После чего любимец нижегородской публики левой рукой довольно высоко подбрасывал этот трагический костяной мячик и почти с балетной грацией ловил его правой рукой.
Зал, конечно, гремел аплодисментами.
Слова Гамлета запомнились мне на всю жизнь. Я даже купил себе костяной череп с черными впадинами глазниц. Он стоял у меня на письменном столе.
После спектакля я провожал Лидочку домой на лихаче. Это случалось не часто. Из Москвы, от тети Нины, два раза в год я получал по сто рублей. Это являлось королевским подарком, если принять во внимание, что тетя Нина была не черноземная помещица, а только классная дама в женском Екатерининском институте и жила на жалованье более чем скромное.
У нас в доме про эту «катеньку» тети Нины (на сторублевке был портрет Екатерины II) шутливо говорили:
— Это Анатолию на блеск рода.
Ах, лихачи, лихачи! Плетеные желтые сани, медвежья полость на зеленом сукне, тонконогая кобылка цвета крепкого чая под шелковой попоной. Копыта глуховато цокали по свежему снегу, такому же мягкому, как белая медвежья полость.
— Как вы думаете, Лидочка, — спросил я, нежно обнимая ее за талию, — сколько лет Гамлету?
— Девятнадцать! — весело, звонко ответила она. — Или двадцать.
Я отрицательно помотал головой:
— Увы, Лидочка, он старый.
— Старый? Гамлет старый?
Она удивленно метнула в меня свои серебряные полтинники.
— Да! Ему тридцать.
— Не может быть!
— Вы, Лидочка, вероятно, не очень внимательно слушаете разговор на кладбище. Могильщик ведь говорит, что он тридцать лет тому назад начал копать ямы для людей. Как раз в тот день, когда родился принц Гамлет.
— Неужели я это прослушала?
— Трижды, Лидочка.
— Ну и хорошо сделала! А вам. Толя, не надо мне говорить, что Гамлет старик.
— Да еще толстый и с одышкой.
— Что? Нет, уж это вы придумали!
— Ничего подобного.
— Придумали, придумали! Из ревности. Потому что знаете, как я влюблена в Гамлета.

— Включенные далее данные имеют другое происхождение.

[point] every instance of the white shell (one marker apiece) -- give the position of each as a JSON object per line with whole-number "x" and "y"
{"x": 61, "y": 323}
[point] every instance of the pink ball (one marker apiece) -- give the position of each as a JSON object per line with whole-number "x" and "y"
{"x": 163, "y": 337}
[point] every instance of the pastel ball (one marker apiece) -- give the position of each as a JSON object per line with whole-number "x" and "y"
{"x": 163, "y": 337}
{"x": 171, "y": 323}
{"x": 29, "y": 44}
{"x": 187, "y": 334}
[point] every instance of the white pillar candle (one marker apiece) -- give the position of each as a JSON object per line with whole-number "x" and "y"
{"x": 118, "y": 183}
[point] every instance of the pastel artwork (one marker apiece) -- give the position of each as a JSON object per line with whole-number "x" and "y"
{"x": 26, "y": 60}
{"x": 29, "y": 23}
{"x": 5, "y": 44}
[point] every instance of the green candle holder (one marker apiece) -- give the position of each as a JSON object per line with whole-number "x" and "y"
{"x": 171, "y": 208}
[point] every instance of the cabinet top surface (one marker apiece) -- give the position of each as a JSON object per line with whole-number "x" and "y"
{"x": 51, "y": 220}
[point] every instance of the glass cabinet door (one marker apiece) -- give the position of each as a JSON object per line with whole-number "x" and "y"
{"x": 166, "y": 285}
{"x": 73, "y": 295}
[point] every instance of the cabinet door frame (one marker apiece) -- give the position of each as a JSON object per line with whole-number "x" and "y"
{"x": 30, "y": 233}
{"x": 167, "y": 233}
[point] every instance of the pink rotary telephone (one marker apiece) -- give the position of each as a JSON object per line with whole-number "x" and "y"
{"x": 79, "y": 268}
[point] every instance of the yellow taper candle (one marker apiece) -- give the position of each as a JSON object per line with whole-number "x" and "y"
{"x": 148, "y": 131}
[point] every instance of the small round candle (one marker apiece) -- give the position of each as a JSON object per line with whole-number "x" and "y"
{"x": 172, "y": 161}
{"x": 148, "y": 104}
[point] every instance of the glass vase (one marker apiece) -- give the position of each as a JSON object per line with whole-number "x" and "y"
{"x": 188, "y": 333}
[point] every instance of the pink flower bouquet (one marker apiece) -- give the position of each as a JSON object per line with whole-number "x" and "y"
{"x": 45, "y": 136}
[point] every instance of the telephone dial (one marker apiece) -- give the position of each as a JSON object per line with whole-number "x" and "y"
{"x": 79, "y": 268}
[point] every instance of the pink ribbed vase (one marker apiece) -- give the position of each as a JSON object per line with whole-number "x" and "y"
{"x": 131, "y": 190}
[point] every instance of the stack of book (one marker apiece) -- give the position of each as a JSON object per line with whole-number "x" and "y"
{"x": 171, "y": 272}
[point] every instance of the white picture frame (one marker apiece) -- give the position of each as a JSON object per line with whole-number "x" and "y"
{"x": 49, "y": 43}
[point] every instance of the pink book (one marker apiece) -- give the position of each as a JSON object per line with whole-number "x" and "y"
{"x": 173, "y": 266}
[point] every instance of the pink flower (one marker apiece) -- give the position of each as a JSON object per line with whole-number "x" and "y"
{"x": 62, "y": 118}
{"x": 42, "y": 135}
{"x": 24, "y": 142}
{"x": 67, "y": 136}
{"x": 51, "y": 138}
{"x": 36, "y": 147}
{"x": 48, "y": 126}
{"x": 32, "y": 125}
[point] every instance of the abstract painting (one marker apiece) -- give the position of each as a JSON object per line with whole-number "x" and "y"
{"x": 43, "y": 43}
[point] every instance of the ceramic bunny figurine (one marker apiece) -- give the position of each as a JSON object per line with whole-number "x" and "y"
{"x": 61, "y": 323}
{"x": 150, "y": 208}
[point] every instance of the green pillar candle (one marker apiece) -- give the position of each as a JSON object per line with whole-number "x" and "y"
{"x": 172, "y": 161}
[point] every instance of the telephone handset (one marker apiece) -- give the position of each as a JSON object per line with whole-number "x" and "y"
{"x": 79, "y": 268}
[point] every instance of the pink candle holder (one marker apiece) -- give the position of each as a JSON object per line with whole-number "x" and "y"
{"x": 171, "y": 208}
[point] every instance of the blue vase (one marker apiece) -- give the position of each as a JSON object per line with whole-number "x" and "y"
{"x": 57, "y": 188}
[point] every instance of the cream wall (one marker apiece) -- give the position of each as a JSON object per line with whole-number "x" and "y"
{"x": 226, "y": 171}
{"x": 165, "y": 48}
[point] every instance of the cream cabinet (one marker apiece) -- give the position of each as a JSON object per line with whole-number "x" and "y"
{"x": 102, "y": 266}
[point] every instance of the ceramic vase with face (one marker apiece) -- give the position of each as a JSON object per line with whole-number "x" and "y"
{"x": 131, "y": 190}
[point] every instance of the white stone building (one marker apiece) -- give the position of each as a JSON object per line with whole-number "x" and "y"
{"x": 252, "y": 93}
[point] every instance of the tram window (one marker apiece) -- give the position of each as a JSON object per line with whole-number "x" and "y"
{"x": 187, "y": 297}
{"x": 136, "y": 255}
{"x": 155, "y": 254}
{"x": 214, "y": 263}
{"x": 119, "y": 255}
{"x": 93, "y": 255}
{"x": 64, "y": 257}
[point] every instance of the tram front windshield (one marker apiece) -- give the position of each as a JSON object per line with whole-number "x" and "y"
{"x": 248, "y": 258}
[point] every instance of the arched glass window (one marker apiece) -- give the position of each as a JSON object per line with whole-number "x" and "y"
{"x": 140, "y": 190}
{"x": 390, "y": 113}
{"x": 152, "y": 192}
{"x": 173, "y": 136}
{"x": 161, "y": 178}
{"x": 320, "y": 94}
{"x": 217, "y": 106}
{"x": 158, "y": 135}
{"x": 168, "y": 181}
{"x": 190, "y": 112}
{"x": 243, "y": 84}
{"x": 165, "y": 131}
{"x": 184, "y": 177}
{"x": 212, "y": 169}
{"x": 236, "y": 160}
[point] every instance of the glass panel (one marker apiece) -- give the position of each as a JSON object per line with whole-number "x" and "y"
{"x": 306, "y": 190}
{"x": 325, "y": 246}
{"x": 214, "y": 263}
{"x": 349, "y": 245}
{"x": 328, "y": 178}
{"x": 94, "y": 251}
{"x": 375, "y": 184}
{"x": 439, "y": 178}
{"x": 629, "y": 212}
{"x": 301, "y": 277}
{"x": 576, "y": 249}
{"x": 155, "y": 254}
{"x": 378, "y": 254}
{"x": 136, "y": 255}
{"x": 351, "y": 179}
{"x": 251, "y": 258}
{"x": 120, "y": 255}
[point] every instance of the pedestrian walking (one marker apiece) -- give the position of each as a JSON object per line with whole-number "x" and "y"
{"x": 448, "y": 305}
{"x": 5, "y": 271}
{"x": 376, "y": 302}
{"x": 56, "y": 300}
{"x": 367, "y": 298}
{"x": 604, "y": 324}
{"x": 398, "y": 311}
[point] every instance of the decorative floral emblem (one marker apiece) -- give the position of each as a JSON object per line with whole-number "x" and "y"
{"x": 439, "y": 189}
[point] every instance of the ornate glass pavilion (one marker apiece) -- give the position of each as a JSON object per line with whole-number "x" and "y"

Мне не оставалось ничего другого, как высокомерно улыбнуться:
— Вы опять, Лидочка, трижды прослушали.
— Что? Что прослушала?
— Да во время дуэли мама-королева так прямо и говорит: «Ты, мой Гамлет, тучный, поэтому задыхаешься и потеешь».
— Перестаньте, Толя!
— Честное слово!
Лидочка отвернулась, сердито надув розовые губки, которые она то и дело облизывала острым кончиком языка, чтобы они были еще розовей.
В ту эпоху четырнадцатилетние красавицы еще не мазали их помадой.
«Вот болтун! — обратился я к самому себе. — Сегодня уж тебе, идиоту, не целоваться с Лидочкой».
Мы неслись над замерзшей Волгой по откосу, где стояли дворцы купцов-миллионщиков.
Под шелковой попоной дымилась наша кобылка цвета крепкого чая.
Большими хлопьями падал снег. Падал лениво, нехотя, не торопясь с неба на землю.
Несколько поумнев — это случилось примерно лет через двадцать, — я вторично сказал самому себе: «И вправду, дружище, ты был тогда не слишком умен».
Лидочка оказалась права со своим Датским принцем. Какой же он у Шекспира тридцатилетний? Вздор! Мальчишка он у Шекспира, юноша. А сделал его тридцатилетним первый в Англии исполнитель «Гамлета» Ричард Бербедж — главный актер театра «Глобус». Немолод, невысок, усатый, бородатый, он являлся и хозяином «Глобуса». Играл Бербедж и старика Лира, и Ричарда III, и генерала Отелло.